Shares of Tata Motors’ commercial vehicle arm made their market debut on the NSE on November 12, listing at Rs 335 per share, a 28.5 premium premium over the discovered price. The listing marks the completion of Tata Motors’ demerger, separating its passenger and commercial vehicle businesses into two distinct entities.
Since Tata Motors has announced a major restructuring splitting its business into two listed entities, one focused on Passenger Vehicles (PV) and the other on Commercial Vehicles (CV), investors have been curious not only about business strategy but also about their tax position. After all when you hold shares in the original company and it gets divided, what cost basis do you apply when the new company’s shares arrive in your demat account for taxation purposes?
Abheet Sachdeva, Partner, Nangia Group explains that under the Income-Tax Act, when a company undergoes a demerger, the original cost of acquisition of your shares in the parent company must be apportioned between the demerged (old) company and the resulting (new) company. The formula is based on the ratio of: Net book value of assets transferred : Net worth of the demerged company as a whole before demerger.
In plain terms: if the parent company had, say, a net worth of 100 units and you know the portion of assets that moved into the new company is 40 units, then the ratio is 40:100 = 40% to the new company, and 60 percent remains with the old company.

Applying the rule to Tata Motors’ PV and CV arms
For Tata Motors, the demerger was structured such that each shareholder of the parent company received one share in the CV entity for every one share in the parent.
In the tax framework, you would apply the cost split ratio once the company announces how much of its net assets were transferred to the CV business. Suppose that after accounting for all assets and liabilities, 40 percent of the parent company’s net assets were carved out into the CV business and 60 percent remained in the PV business.
Then 60 percent of your original cost of Tata Motors shares becomes the cost of acquisition for your shares in the PV entity and 40 percent becomes the cost of acquisition for your shares in the CV entity.
The “grandfathering” and FMV safety net
Another key piece is grandfathering. In 2018 the tax law introduced a “grandfathering” rule for listed shares held as on 31 January 2018. If shares were listed on that date, you could use the fair market value (FMV) on that date instead of your actual purchase price for computing the cost of acquisition. But if you acquired shares before 31 January 2018 and the company got listed later, you could use indexation.

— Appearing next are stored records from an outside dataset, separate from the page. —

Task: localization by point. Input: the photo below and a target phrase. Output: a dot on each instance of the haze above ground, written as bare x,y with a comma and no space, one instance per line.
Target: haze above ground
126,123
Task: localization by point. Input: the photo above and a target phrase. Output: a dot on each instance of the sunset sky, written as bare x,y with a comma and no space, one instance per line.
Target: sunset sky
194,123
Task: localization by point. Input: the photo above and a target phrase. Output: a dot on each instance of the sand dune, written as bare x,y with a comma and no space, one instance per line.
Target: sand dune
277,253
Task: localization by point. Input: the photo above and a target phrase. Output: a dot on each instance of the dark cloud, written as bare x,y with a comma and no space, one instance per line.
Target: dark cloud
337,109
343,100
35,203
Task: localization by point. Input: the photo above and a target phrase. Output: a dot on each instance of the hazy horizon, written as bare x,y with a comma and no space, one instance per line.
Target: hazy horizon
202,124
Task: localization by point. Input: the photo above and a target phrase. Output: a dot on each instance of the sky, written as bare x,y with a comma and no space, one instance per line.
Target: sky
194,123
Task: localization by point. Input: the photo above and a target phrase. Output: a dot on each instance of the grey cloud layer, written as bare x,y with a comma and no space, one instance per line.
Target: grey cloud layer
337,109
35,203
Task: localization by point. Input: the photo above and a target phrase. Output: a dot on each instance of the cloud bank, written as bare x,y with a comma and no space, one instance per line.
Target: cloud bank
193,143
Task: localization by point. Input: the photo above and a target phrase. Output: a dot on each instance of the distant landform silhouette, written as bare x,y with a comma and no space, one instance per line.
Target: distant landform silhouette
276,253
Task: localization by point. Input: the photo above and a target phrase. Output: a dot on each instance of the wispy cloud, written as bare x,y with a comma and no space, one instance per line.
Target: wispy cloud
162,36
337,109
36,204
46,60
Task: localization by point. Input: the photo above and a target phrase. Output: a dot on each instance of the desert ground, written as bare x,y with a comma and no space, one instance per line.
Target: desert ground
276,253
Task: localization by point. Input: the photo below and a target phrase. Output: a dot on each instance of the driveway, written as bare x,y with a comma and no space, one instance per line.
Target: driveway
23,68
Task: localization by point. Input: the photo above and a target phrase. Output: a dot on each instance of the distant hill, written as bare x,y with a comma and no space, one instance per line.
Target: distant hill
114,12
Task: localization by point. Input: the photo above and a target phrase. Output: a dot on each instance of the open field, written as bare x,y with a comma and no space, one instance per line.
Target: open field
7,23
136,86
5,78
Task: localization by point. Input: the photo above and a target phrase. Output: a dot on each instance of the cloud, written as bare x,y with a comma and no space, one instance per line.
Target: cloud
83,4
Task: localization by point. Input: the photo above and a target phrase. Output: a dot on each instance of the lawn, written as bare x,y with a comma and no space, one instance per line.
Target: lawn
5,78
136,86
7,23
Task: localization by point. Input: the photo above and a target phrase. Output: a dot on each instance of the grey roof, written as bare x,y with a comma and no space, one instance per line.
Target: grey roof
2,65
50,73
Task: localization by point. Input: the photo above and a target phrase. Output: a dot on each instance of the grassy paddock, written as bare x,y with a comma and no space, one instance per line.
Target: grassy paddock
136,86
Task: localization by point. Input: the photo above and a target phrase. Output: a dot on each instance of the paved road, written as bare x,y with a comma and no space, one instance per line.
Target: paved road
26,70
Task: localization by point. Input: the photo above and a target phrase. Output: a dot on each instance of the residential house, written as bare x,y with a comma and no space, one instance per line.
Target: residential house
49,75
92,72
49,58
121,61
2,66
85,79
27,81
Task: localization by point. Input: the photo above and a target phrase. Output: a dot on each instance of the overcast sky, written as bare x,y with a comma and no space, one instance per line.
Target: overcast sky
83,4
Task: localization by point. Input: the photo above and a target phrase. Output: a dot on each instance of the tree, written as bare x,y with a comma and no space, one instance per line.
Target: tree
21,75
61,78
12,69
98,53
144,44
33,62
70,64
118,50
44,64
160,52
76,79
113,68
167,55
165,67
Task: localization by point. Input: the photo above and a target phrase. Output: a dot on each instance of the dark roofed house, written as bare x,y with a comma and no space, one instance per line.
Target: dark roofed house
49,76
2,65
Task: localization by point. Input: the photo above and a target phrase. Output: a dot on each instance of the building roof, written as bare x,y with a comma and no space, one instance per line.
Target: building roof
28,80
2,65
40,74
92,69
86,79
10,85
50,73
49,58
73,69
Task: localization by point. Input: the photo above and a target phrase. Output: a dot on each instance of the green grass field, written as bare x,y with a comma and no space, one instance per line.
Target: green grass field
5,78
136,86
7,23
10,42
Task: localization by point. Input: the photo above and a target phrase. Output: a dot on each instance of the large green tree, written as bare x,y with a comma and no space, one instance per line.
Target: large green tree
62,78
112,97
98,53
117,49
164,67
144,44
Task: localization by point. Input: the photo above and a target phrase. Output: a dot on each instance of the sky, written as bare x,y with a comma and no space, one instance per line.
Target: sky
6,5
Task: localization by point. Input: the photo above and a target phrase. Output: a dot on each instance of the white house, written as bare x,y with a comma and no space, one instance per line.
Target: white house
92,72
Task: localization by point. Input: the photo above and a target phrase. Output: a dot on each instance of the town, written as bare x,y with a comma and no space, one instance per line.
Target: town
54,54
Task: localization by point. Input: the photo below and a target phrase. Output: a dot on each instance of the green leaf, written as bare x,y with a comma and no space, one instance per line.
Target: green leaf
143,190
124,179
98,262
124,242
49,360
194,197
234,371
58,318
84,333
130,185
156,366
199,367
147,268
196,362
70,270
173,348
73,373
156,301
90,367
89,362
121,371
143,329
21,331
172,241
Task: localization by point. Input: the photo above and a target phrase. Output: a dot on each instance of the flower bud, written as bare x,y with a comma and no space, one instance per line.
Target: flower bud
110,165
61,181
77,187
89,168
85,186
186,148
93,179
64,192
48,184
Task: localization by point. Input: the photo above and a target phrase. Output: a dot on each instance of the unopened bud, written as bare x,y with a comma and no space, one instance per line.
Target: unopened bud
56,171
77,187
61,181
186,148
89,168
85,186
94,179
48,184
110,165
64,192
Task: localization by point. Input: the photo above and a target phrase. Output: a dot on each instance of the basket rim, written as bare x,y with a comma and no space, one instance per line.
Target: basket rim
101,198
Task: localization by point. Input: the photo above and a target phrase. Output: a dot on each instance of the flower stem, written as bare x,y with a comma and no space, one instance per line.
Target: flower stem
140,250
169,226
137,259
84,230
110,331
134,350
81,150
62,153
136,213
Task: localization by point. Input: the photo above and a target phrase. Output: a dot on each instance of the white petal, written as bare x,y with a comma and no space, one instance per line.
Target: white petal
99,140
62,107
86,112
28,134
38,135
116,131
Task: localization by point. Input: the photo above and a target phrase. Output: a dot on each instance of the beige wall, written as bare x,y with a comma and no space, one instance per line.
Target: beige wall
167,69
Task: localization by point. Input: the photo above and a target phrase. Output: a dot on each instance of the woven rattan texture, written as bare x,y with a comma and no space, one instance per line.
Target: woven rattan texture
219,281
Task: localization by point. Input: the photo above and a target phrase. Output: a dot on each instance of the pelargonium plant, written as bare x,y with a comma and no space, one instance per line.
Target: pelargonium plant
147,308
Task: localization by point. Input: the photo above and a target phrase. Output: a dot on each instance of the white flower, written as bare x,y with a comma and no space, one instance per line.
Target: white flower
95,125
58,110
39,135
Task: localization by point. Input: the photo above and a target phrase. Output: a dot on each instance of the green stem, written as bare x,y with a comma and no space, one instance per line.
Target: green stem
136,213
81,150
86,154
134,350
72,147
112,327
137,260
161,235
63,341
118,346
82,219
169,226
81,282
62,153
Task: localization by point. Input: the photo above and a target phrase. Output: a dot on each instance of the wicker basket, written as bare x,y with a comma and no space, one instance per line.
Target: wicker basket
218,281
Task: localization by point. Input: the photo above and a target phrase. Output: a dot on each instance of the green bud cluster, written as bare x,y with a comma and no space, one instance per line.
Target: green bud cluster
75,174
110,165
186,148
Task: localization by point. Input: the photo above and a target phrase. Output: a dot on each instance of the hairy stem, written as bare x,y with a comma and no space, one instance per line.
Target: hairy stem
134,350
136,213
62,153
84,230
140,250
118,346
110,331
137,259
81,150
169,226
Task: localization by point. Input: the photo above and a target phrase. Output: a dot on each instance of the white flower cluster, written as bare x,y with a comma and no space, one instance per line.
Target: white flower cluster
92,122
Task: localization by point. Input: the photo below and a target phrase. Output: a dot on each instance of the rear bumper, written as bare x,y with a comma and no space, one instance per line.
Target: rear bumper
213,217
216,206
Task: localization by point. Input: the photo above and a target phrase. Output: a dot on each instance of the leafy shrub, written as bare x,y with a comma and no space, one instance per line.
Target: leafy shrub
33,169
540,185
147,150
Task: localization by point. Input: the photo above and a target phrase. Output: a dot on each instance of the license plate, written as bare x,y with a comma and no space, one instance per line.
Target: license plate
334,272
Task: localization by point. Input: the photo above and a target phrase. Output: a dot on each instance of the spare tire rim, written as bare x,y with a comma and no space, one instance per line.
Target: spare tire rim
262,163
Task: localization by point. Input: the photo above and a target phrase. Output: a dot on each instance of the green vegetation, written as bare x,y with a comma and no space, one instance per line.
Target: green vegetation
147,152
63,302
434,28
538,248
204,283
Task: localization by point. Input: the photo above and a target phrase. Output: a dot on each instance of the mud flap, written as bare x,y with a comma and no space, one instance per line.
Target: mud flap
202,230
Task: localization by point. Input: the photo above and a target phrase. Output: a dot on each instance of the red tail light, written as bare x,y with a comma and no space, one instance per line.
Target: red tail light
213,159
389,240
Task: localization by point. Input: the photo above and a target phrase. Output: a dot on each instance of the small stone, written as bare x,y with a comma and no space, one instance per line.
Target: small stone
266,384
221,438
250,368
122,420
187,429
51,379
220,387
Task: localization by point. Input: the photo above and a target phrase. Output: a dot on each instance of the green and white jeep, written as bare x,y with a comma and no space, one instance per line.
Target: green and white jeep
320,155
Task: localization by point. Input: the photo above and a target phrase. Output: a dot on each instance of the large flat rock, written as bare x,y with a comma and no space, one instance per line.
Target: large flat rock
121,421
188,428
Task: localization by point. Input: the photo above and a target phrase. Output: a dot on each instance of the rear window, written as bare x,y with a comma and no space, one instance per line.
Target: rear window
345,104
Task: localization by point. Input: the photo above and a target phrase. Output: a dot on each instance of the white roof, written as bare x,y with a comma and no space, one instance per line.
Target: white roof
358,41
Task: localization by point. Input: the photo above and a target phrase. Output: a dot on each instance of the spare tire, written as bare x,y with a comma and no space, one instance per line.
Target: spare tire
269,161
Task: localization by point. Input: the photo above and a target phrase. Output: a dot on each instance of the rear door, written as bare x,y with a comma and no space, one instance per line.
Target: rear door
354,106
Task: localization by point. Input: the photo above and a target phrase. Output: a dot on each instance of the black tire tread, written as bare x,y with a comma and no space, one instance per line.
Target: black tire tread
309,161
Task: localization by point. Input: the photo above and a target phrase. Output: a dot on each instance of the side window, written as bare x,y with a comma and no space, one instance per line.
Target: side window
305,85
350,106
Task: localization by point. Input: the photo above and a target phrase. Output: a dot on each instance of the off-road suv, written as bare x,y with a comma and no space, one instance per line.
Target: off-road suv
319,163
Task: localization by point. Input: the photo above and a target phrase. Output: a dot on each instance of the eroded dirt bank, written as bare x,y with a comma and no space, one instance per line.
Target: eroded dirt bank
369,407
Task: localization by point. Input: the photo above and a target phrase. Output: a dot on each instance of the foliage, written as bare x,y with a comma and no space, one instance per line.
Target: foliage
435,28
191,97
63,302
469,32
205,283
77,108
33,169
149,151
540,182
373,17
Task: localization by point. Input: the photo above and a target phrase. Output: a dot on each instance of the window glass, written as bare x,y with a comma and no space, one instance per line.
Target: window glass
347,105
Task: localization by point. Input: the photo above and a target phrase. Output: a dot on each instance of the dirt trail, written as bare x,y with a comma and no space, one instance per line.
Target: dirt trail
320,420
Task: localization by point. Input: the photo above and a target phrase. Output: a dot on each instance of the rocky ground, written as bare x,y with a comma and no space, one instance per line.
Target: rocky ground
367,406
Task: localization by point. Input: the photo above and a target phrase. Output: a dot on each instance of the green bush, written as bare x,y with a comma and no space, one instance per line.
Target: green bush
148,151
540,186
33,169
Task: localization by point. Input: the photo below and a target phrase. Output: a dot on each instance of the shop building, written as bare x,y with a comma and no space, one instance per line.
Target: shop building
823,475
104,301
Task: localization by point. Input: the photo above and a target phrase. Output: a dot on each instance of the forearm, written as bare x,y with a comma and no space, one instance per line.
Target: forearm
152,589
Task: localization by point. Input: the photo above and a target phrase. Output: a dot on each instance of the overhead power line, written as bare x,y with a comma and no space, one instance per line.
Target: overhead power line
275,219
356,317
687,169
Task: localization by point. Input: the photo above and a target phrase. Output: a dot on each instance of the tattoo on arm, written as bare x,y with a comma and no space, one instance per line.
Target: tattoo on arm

In the case of the new CV entity, since the shares did not exist on 31 January 2018, you may not directly apply the FMV benefit for the CV shares. Therefore, for the resulting company you may use the proportionate cost on the basis of cost indexation. "Income tax law also provides for cost-reset in case of companies (i) where shares are listed as on 31 Jan 2018 or (ii) where shares were acquired on or prior to 31 Jan 2018 and the company was listed thereafter. In such scenarios for case (i), FMV of shares shall be the highest price quoted on a recognised stock exchange as of 31 Jan 2018, shall be available as cost of acquisition, where as in case (ii), cost indexation up to FY2017-18 shall be available," says Sachdeva.
Interestingly, in the present demerger, since the shares of the Resulting Company / New Company may not be said to have been acquired before 31 Jan 2018, the benefit of FMV as discussed may be said to be not available. Thus, proportionate original cost of shares would be available as cost of acquisition of shares. However, alternatively, with the application of grandfathering provisions under Income tax laws, the FMV testing has to be done on the existing shares of the Demerged Company/ Old Company and proportionate cost of those shares shall be considered as cost of acquisition of shares in Resulting Company/ New Company, explains Sachdeva.
Why this matters to investors
When you eventually sell either the PV or CV shares, your capital gains will be calculated using the cost of acquisition for each entity. Because the demerger itself is tax-neutral under section 47 of the I-T Act, you don’t pay tax when the shares are allotted to you.
Also, your holding period for the new shares continues from your original purchase of the parent shares.
The demerger of Tata Motors into PV and CV entities doesn’t change what you paid for the original shares, it just splits that cost between the two new stocks in a defined ratio based on your date of acquisition.
For the CV side you’ll use your apportioned original cost; for the PV side you may have eligibility for FMV under the grandfathering rules if you held shares before the cut-off.